GOP Says White House Using Computer-chip Funds to Promote Wokeism

The Left has long understood the principle that there’s no such thing as a free lunch. In politics, that especially applies to money — it always comes with a condition.

This is partly why the avowed leftists and their Republican allies in the establishment fight so hard to keep big spending flowing in D.C. Every federal “grant” and “loan,” however seemingly benign, is a way for the government — and those pulling the strings of the government — to control the recipients of that money.

Even as Democrats rightfully acknowledge the need for the U.S. to become competitive in the production of semiconductors — especially as China makes its antagonism to the United States ever more clear — the White House isn’t missing the opportunity to use this effort to further their agenda.

This concern is being brought forward by Republicans on Capitol Hill, who say the administration is using $39 billion in taxpayer funding meant to build microchip factories to instead push “woke” policies.

These allegedly woke policies include requiring that the recipients of these funds offer child care to their employees and encourage their workers to join labor unions.
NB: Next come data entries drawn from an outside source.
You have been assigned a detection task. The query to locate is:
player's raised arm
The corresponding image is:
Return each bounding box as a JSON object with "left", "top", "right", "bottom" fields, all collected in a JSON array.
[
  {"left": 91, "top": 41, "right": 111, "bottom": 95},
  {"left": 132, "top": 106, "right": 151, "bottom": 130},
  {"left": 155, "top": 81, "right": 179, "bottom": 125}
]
“What President Biden is doing by jamming woke and green agenda items into legislation we pass is making it harder for him to ever get legislation passed again,” said Senator Mitt Romney (R-Utah), per the Associated Press.

The funding is part of the CHIPS and Science Act, which Joe Biden signed into law in August. In addition to the $39 billion for factory building, the legislation dedicates $11 billion for research.

Computer chips, a term often used interchangeably with “semiconductors,” are used in everything from advanced weaponry to cars to toys. They are integrated circuits that manage the flow of electrical currents.

In this age of computers and information technology, semiconductors are essential to our very way of life, and the firms and countries that produce them wield great influence and power on the world stage.

This is why rising tensions with China have at last convinced America’s foreign policymakers that the United States must develop its own self-sufficient semiconductor industry.

The global community, including the United States, is heavily reliant on Taiwan (officially the Republic of China) for its crucial semiconductor manufacturing sector. If Communist China were to take over the small nation — as it continues to threaten to do — it would gain additional leverage over America and its allies.

Presently, Taiwan is responsible for the vast majority of semiconductor production globally, accounting for 63 percent of output. By comparison, the United States made up just 12 percent of semiconductor production in 2019, while China supplied 16 percent.

A strong U.S. semiconductor industry would not only be a boon to American independence and national security; it would also bring much-needed jobs to our own citizens. According to a report by the Semiconductor Industry Association, announced projects dependent on the possibility of government support would create an estimated 200,000 jobs — including 36,000 directly involving computer chips.

Amid these realities, support for the CHIPS Act was bipartisan, with 17 Republican Senators and 24 House Republicans voting for the legislation.

But now members of the GOP caucus are worried that the administration is more concerned with using these funds to further a woke agenda than with fulfilling the law’s stated aim.

According to AP, Senator Lindsey Graham (R-S.C.) said he voted to “give us the capabilities that we don’t have,” not the “union agenda,” and another Republican, Senator John Cornyn of Texas, lamented that “when the administration does things like that, it really undermines our ability to work together in a bipartisan basis to pass legislation.”

But the White House and its allies defend the child-support provisions. AP notes:

An administration official, speaking on condition of anonymity to discuss private conversations, said no prospective applicant has complained about the child care provision. The official added that TSMC and Samsung — two possible applicants — already provide child care at their facilities in Taiwan and South Korea, respectively.

Researchers at the Center for Strategic and International Studies, a think tank focused on national security, described the child care provisions as necessary for the “fabs,” the chip industry’s term for factories.

“It is not, as some have wrongly argued, an issue of social policy,” wrote Sujai Shivakumar and Charles Wessner, both at CSIS. “It is a pragmatic move, clearly aligned with the nation’s security interests, to grow the workforce necessary to get the fabs built and producing the chips on which our country runs.”

Apparently, the Republicans who voted for the bill and are now ruing the use of taxpayer dollars to pay for wokeism never heard the phrase “Fool me once, shame on you. Fool me twice, shame on me.”

They should have known that Democrats always try to use public funds for their own benefit, anticipated that they would do the same with this bill, and fought to include provisions against wokeism in the bill before agreeing to sign it.

But, as Einstein said: “Intellectuals solve problems. Geniuses prevent them.”

The career politicians of the Republican caucus are no geniuses.